Recently, State Comptroller Thomas DiNapoli said in an interview that, “Our charge is not to look at an agency (or city) and then be a mouthpiece to say how wonderful everything is. Nor is it our role to go out of our way to find things that are wrong when they’re not there. Our charge is really to be fair, and to be objective, and to be reasoned.”
He was responding to a question posed to him as to whether or not he had been picking on Gov. Andrew Cuomo. Mr. DiNapoli, the state’s chief financial watchdog, had performed audits that shone a decidedly negative spotlight on the governor’s flagship Excelsior Tax Credit, Recharge NY and Start-Up NY economic development programs. There are further audits of Empire State Development in the offing. Although both are Democrats, Mr. DiNapoli is seen as more of an adversary than a political ally of the governor.
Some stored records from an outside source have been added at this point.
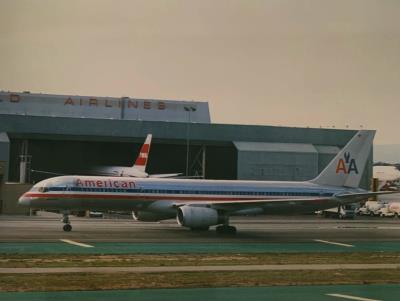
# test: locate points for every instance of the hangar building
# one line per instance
(46, 135)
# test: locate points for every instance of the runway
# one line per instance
(387, 292)
(260, 229)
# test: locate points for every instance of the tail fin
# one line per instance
(348, 165)
(141, 161)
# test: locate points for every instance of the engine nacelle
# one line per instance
(198, 217)
(147, 216)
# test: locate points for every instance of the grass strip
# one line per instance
(82, 260)
(79, 281)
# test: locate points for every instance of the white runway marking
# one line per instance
(76, 243)
(351, 297)
(333, 243)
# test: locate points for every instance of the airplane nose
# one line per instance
(24, 200)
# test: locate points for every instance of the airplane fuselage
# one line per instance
(126, 193)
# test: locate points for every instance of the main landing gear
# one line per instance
(67, 227)
(225, 228)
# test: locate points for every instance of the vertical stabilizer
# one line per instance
(141, 161)
(348, 166)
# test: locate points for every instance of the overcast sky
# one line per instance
(294, 63)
Therefore, the dry-eyed assessment of the status quo with regards to the discontinuation of casino funds, on page 4 of the draft audit, is greatly dissimilar from anything we have seen or are likely to see in press releases from Gov. Cuomo’s office or Niagara Falls City Hall.
“In 2013, the compact was extended to 2023. However, the compact’s section concerning the revenue sharing requirements was left unchanged. In 2017, the Nation announced that it would no longer make casino revenue payments to the State… While the Governor’s office contends that the Nation has a financial obligation to continue making these payments, an agreement has not been reached… The City’s casino revenue is an unreliable financing source.”
“As of May 31, 2017, the City had $25.4 million of casino revenue available… We estimate that by December 31, 2017, the City will have $11 million of casino revenue remaining. City officials do not anticipate receiving any additional money under the current compact.”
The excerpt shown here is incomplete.